El 23 de julio de 2020 el Tribunal Supremo (TS) resolvió que es posible utilizar ese medio de prueba en los procesos judiciales. De esta manera, se le da a los emails la importancia como medio de prueba y termina con los debates que surgían a la hora de que los tribunales los reconocieran como válidos.

A raíz de los grandes avances en el terreno tecnológico, se han digitalizado las formas de comunicación. Esto también se ha visto incrementado por la pandemia, que ha provocado grandes cambios en nuestra vida laboral o social. De hecho, muchas de nuestras comunicaciones se producen hoy en día a través del correo electrónico

Por ello, cada vez es más frecuente la utilización de los emails en los procesos judiciales. Ya sea a través de pantallazos o impresiones de estos que permitan probar diferentes hechos. Y, van quedando relegados los anteriores medios de comunicación como prueba, por ejemplo el correo postal.

Así, el TS siguiendo el contexto actual y tras revisar las resoluciones emitidas sobre este asunto, parece confirmar finalmente que los correos electrónicos puedan ser una prueba judicial y se tengan en cuenta cuando se revisan los hechos probados ante la presentación de un recurso. Sin embargo, no puede entenderse esto de manera global sin precisar los matices o requisitos que se deben tener en cuenta.

FUENTE DE PRUEBA

Primero, se debe diferenciar entre «medios de prueba» y «fuentes de prueba». El Supremo en su sentencia define los medios de prueba como los instrumentos que se requieren en el proceso judicial para constatar datos existentes. Pero, las fuentes son “la fuente de información del mundo exterior”.

Por ello, establece que estos correos electrónicos son “fuente de prueba” porque no basta solo con su presentación al juicio, sino que es necesario tratar estas pruebas y realizar un visionado o un examen de ellos.

AMPLITUD DEL CONCEPTO 

El Alto Tribunal también explica que se debe realizar una amplia interpretación del concepto, para así incluir todo tipo de “documento”. De esta manera, “el avance tecnológico ha hecho que muchos documentos se materialicen y presenten a juicio a través de los nuevos soportes electrónicos”, pero esto no provoca que se deba excluir como prueba.

Por tanto, un concepto restrictivo implica que la revisión de los hechos, limitada sólo a documentos escritos y físicos, conlleve que los recursos carezcan de sentido.
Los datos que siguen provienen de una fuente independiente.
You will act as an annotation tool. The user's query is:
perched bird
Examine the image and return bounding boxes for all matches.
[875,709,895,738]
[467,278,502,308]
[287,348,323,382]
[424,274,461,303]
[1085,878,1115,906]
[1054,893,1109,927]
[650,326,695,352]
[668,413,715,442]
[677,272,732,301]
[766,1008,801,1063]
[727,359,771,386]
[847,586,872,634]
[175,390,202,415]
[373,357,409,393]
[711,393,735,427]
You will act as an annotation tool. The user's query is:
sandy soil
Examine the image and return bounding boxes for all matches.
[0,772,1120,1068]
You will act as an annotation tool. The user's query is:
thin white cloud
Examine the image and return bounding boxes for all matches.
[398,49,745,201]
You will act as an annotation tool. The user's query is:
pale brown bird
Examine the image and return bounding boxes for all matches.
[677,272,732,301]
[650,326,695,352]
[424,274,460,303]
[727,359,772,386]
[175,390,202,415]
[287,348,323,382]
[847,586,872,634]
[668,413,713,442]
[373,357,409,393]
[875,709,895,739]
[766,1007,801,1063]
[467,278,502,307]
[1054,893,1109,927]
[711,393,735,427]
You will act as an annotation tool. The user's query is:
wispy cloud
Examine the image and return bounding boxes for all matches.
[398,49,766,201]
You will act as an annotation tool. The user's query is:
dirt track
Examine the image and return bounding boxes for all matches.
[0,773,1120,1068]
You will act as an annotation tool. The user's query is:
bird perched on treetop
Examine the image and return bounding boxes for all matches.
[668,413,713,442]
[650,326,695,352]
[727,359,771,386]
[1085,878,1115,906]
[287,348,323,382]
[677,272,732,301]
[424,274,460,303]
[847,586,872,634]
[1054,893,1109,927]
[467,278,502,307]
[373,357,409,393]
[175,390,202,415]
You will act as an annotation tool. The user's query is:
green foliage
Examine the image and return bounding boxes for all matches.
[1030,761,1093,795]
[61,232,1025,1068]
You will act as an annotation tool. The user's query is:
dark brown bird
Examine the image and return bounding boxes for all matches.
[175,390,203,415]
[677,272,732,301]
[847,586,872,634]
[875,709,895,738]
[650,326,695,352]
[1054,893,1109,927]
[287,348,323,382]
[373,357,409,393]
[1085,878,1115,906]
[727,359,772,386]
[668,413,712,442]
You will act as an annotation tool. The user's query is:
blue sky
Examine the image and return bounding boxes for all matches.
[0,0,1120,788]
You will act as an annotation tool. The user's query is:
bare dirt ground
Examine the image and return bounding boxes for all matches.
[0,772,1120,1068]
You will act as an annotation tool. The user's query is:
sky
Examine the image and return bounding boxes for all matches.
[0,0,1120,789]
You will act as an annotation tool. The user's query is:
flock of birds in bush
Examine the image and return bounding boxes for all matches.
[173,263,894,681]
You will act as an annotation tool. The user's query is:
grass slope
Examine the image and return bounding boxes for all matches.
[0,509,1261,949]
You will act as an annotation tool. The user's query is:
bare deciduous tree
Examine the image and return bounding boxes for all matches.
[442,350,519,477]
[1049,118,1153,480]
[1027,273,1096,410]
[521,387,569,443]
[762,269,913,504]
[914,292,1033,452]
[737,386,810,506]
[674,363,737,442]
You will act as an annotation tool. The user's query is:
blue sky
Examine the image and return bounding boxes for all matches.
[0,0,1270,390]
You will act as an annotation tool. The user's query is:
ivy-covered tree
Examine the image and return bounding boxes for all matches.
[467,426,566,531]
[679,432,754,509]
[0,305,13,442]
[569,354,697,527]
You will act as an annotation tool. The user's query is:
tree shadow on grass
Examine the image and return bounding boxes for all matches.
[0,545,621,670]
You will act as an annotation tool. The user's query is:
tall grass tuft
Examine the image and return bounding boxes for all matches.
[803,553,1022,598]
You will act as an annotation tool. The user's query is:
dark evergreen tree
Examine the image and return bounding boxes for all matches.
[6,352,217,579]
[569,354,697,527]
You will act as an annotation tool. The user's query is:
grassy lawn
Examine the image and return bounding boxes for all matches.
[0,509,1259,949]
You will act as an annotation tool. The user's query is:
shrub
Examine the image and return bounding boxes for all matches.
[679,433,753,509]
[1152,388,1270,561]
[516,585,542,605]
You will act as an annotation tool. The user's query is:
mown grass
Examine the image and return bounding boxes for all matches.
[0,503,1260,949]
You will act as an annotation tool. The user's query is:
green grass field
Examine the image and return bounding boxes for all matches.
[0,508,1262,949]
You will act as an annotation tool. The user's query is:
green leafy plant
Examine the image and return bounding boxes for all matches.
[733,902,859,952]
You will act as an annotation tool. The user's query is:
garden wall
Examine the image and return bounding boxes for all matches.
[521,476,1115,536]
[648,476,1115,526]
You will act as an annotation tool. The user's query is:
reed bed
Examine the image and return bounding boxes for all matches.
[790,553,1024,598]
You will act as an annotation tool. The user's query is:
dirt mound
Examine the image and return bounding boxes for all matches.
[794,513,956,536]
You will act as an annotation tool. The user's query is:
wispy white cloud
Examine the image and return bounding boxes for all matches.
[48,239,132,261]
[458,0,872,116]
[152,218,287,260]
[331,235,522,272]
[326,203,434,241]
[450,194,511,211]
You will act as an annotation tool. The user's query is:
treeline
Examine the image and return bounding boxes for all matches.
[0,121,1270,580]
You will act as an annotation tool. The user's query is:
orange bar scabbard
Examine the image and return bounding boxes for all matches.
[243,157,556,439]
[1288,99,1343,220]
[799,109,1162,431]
Ya que cada vez existirán menos medios de prueba tradicionales, y más electrónicos. Así, se seguiría lo estipulado en el artículo 3 del Código Civil, por el que se deben interpretar las normas también según la realidad social del tiempo actual.

AUTENTICIDAD

No obstante, el TS también señala que no se puede admitir como prueba documental cualquier correo electrónico para demostrar y cambiar los hechos que se establecen en una sentencia en primera instancia. Por ello, habrá que comprobar:

OTROS MEDIOS

A pesar de que se admiten los emails como prueba, surgirán dudas sobre si esta resolución del Supremo podrá extenderse a otros tipos de medios de comunicación.

El gran avance tecnológico supone que existan multitud de medios online para interactuar como, por ejemplo, Whatsapp o Telegram. Entonces, habrá que revisar si estos u otros canales de reproducción de imagen o sonido pueden ser entendidos también como una prueba judicial válida.